FER-2013 dataset is sorted into a train and validation folder then to individual emotion folders.


Goal: To combine validation set with train set, as the combined dataset will be split afterwards.

In [6]:
#fer2013 combining training and validation set

#create new combined folder in destination
#copy training folder over
shutil.copytree("../datasets/fer2013/train","../datasets/fer2013/combined")

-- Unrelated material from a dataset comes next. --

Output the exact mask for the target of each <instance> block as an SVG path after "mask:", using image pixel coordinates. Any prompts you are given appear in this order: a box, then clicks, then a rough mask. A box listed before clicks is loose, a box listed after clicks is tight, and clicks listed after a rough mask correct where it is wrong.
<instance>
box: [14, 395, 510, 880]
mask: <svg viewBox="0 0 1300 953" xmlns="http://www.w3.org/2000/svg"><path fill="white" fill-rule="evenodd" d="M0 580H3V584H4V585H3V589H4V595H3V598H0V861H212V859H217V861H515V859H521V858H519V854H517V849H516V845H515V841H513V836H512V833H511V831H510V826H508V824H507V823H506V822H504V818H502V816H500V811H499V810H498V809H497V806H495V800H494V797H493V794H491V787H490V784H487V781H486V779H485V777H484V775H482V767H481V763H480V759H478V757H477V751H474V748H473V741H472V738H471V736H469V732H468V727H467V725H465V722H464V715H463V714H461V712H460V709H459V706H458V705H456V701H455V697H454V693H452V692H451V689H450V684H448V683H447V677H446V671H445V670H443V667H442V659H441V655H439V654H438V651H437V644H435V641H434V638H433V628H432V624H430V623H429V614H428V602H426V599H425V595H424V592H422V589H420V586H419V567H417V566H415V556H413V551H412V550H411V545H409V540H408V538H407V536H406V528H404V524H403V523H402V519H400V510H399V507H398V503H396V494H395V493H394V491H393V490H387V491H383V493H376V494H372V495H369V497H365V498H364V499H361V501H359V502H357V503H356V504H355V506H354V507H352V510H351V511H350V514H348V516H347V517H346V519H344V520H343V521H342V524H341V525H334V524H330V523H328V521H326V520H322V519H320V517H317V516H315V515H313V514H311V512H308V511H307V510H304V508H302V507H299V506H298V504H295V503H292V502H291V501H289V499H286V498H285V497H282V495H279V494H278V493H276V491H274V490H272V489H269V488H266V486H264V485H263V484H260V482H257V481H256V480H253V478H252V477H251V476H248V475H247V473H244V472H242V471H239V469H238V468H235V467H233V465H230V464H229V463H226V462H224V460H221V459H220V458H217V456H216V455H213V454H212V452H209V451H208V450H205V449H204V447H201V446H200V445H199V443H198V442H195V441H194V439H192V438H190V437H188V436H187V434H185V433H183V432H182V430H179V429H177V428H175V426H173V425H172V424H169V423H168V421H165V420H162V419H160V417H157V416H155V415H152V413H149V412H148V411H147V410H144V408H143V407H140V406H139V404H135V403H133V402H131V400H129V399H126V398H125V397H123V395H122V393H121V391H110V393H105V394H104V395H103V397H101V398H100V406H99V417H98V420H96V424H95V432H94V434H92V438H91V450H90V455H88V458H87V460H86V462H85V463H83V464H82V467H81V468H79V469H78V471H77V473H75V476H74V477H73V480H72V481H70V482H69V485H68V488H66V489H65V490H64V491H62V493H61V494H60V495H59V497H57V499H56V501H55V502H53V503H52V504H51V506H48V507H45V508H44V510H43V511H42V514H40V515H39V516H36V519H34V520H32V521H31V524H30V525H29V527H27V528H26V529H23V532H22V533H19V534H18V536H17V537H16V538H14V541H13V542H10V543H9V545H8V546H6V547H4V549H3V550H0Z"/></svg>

#copy val files into folder

img_no=0
for files in glob.glob("../datasets/fer2013/validation/angry/*"):
    shutil.copy(files,"../datasets/fer2013/combined/angry/%s.jpg" %("V"+str(img_no),))
    img_no += 1
    
for files in glob.glob("../datasets/fer2013/validation/happy/*"):
    shutil.copy(files,"../datasets/fer2013/combined/happy/%s.jpg" %("V"+str(img_no),))
    img_no += 1

for files in glob.glob("../datasets/fer2013/validation/neutral/*"):
    shutil.copy(files,"../datasets/fer2013/combined/neutral/%s.jpg" %("V"+str(img_no),))
    img_no += 1
    
for files in glob.glob("../datasets/fer2013/validation/sad/*"):
    shutil.copy(files,"../datasets/fer2013/combined/sad/%s.jpg" %("V"+str(img_no),))
    img_no += 1